Prof. Dr. Jürgen Zimmerer, Leiter der Forschungsstelle: „Ich freue mich sehr, dass die Zukunft der Forschungsstelle gesichert ist. Die Diskussion um den Kolonialismus gehört zu den großen identitätsstiftenden Debatten unserer Zeit in Deutschland. Die richtungsweisende Entscheidung des Senats ermöglicht es uns, auch zukünftig die Stimme der Wissenschaft und ihre Erkenntnisse in die nationale wie internationale Debatte einzubringen.“

Neben der Einrichtung der Forschungsstelle sind zahlreiche weitere Maßnahmen zur Aufarbeitung des kolonialen Erbes in Hamburg umgesetzt und angeschoben worden. So haben sich unter anderem die städtischen Museen in den vergangenen Jahren verstärkt mit Themen der Kolonialgeschichte auseinandergesetzt: In den Museumsstiftungen sind verschiedene Forschungsprojekte begonnen worden. Hervorzuheben ist hier die jüngst abgeschlossene Erforschung der Provenienzgeschichte von drei wertvollen Bronzen aus Benin, die aktuell im Rahmen der Ausstellung „Raubkunst?“ im Museum für Kunst und Gewerbe präsentiert und in einem Begleitkatalog dokumentiert wird. (Post-)koloniale Themen werden auch im Rahmen der anstehenden Neukonzeption von Dauerausstellungen in den historischen Museen, im Museum für Völkerkunde sowie in der Entwicklung des Deutschen Hafenmuseums von Bedeutung sein. Auch in vielen öffentlich geförderten künstlerischen Projekten spielte das Thema in den vergangenen Jahren eine Rolle.
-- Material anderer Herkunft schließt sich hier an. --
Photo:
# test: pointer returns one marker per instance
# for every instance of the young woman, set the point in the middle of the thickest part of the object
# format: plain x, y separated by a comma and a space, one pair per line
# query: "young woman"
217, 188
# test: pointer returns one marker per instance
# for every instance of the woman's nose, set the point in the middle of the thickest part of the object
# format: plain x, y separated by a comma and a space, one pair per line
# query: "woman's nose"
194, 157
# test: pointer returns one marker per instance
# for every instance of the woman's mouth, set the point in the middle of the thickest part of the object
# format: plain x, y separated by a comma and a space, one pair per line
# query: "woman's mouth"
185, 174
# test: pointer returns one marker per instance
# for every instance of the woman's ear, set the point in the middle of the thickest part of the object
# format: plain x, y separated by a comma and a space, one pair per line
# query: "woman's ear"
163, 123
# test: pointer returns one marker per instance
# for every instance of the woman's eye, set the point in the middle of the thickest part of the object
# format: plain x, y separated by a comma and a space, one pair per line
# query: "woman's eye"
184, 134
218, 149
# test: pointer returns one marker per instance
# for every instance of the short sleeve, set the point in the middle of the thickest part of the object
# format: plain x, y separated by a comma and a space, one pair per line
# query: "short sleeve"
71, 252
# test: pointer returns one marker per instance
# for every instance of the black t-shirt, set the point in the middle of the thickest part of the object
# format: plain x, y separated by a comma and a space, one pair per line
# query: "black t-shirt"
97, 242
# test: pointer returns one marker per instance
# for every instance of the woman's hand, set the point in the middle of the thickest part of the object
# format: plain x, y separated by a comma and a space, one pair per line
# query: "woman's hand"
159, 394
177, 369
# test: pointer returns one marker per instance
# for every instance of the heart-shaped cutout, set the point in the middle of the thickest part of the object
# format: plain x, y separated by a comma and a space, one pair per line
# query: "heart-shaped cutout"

Im November 2017 fand auf Einladung der Behörde für Kultur und Medien die Auftaktveranstaltung zur Gründung eines Runden Tisches zur Aufarbeitung des kolonialen Erbes statt. Ziel der Veranstaltung war es, den Grundstein für ein Fachgremium zu legen, das künftig die Beteiligung der Zivilgesellschaft sicherstellen und den Prozess der Entwicklung eines gesamtstädtischen postkolonialen Erinnerungskonzepts beratend begleiten soll. Der zweite Runde Tisch findet am 23. März 2018 im Museum für Hamburgische Geschichte statt.